The Dragon Boat Film Festival returns in person this March for a four-day showcase of all Asian and Asian American screenings celebrating resilience in the Asian and AAPI communities.
Last year’s theme, “RepresentASIAN,” was chosen in response to anti-Asian sentiments present in the country. Paired with hardships around COVID-19, the Asian and AAPI community voted that “Celebrating Our Resilience” was the best theme to remind Denver that they are still here, and boldly, said Sara Moore, Executive Director of Colorado Dragon Boat.
“We are here, we are overcoming [hardships], we are still passionate about our community and who we are as a group,” Moore said. “We’re celebrating that resilience and strength that we have in the community.”
Though the festival is going into its seventh year, this is the third year that Denver Film is helping bring it to life. In addition to hosting it at their home base, the Sie FilmCenter, Denver Film leverages the relationships they have in terms of distribution, sales agents and access to titles from all over the world, said Kevin Smith, Denver Film Chief Marketing Officer. Dragon Boat then takes the lead on thematic choice and which countries they want representation from every year.
“We really have spent a lot of time trying to find all of the best ways to leverage the operational support that we can bring to Colorado Dragon Boat, and Colorado Dragon Boat has done an amazing job of helping us do a much better job of understanding the community that is there and how we can best support them,” Smith said.
“We’re very honored to have [Denver Film] as a partner,” Moore said. “It is just me at the organization currently as an employee, so it’s so nice to have a team to work with.”
There are three major categories: features, a short film showcase, and an emerging artists showcase. All full features are curated by Denver Film’s Artistic Director Matthew Campbell, and local submissions are chosen by Colorado Dragon Boat.
The short film artists are local filmmakers that are mostly Colorado based, but tend to span out to surrounding states. The category may also include artists who studied in the U.S. but now live in other countries. The emerging artists are students and professors from CU Denver’s College of Arts & Media.
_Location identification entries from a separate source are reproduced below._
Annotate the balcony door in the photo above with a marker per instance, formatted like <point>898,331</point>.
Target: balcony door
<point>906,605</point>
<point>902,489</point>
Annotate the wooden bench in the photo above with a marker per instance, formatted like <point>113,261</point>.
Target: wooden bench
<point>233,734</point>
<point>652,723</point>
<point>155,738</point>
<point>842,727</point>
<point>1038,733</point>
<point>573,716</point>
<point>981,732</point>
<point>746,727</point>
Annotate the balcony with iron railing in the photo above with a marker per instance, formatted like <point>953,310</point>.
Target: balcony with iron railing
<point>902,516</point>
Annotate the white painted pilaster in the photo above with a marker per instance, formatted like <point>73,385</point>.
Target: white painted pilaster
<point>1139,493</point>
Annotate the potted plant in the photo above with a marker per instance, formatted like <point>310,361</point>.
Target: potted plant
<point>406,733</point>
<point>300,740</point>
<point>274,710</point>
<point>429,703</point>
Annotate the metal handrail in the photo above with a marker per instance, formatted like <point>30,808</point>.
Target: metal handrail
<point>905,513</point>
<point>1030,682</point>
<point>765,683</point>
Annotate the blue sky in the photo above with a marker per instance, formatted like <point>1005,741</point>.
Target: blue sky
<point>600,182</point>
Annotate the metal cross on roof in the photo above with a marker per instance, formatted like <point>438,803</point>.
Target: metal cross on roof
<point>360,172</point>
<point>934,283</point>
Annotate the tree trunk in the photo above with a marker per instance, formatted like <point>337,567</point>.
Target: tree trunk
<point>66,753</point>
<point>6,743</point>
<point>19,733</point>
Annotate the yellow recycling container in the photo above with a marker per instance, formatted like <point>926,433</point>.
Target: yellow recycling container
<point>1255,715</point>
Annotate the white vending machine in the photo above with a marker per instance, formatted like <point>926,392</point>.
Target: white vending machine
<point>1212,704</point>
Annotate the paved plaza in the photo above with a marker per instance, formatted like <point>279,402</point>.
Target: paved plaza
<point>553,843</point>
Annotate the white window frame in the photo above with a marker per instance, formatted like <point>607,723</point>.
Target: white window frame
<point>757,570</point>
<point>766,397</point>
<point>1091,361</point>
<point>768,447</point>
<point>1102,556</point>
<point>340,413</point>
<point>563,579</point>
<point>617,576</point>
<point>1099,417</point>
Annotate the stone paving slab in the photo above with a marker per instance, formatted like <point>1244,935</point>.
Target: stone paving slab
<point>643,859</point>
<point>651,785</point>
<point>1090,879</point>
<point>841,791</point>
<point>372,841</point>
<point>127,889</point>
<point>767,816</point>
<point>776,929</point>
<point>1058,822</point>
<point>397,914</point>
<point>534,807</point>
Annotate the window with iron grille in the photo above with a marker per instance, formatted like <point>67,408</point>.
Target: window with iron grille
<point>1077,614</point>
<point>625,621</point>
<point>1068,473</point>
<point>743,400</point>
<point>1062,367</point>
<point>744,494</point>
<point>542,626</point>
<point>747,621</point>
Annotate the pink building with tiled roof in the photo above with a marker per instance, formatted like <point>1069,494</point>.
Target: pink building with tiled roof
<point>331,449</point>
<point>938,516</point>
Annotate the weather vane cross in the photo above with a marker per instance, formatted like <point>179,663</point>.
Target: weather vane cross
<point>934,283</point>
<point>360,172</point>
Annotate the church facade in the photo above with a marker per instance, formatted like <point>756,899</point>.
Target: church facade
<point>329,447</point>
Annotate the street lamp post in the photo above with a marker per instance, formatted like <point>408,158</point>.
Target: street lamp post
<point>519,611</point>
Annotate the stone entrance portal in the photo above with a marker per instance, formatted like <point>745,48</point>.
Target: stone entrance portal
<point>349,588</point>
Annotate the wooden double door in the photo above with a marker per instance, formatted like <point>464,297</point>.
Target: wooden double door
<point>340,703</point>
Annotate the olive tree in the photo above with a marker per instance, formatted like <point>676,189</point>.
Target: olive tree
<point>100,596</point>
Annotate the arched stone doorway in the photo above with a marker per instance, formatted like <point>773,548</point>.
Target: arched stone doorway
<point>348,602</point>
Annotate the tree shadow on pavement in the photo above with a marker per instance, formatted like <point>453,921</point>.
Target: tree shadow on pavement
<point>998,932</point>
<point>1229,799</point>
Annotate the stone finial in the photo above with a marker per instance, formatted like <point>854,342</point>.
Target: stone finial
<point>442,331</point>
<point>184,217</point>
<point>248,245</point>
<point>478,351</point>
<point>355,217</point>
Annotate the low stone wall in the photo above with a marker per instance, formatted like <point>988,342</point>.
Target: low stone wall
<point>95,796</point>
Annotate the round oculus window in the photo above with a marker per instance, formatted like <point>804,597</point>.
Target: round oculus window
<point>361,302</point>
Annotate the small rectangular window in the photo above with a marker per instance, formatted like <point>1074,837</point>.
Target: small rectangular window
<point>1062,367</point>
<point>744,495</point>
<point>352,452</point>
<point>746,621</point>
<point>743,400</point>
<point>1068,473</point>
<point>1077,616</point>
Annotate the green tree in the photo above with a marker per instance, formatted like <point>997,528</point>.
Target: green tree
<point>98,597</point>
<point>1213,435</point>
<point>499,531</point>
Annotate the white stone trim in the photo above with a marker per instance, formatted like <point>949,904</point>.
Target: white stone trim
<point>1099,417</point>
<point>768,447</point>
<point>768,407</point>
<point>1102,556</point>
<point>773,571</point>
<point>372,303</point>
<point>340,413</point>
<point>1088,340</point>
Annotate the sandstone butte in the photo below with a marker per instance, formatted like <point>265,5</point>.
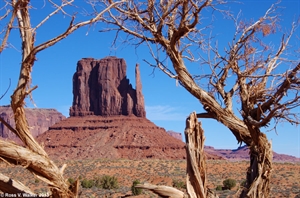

When asked what films she’s looking forward to most, Moore responded with, “all of them!”
“I think I say that every year, but it’s just absolutely amazing,” Moore said. “Matt has done a wonderful job choosing all the feature films that we’re having. They’re all so good at representing our theme.”
If she had to choose, the first one would be “Listen Before You Sing” by Yang Chih-lin, based on the true story of Vox Nativa Taiwanese Foundation choir and an elementary school’s fight to avoid closure as the school’s gym teacher prepares a group of children for a national choir contest with few resources and no musical background.
Moore also recommends an Indonesian film called “Yuni” by Kamila Andini, chronicling a determined teenage girl who finds her dreams of attending university under threat following multiple marriage proposals. Yuni must choose between the myth of a final chance at marriage or her dream of
Smith’s top picks include “The Pursuit of Perfection” by Toshimichi Saito, a documentary on four of Japan’s leading chefs and their culinary approaches, and “Free Chol Soo Lee” by Eugene Yi and Julie Ha, a film that just premiered at the 2022 Sundance Film Festival and “chronicles a Korean immigrant’s wrongful conviction of a 1973 San Francisco Chinatown gang murder.”
This year, the festival will also include two community conversations–Colorado Asian Pacific United will be presenting their project of re-envisioning Chinatown for Denver, and Asian Girl Ignite!, a relatively new organization to Denver, offers a space for Asian American and Pacific Islander girls from middle to high school to bond over their shared stories and experiences.
Other special events include a performance by Mudra Dance Studio and a culinary experience following “The Pursuit of Perfection.”
Now that the Colorado Dragon Boat Film Festival is returning in person, Moore is hopeful that the Dragon Boat Festival will return in person to Sloan’s Lake after being canceled last summer.
They have dates in July picked out for the event and it will include a lot of rollover from last year, Moore said. “When we have it, it’s going to be the largest it’s been, I feel like,” Moore said. “Everyone’s ready to come and celebrate and have fun.”
The Colorado Dragon Boat Film Festival runs March 3-6, starting at 6 p.m. on opening night. Tickets are available at denverfilm.org. A full festival lineup is available at cdfilm.org.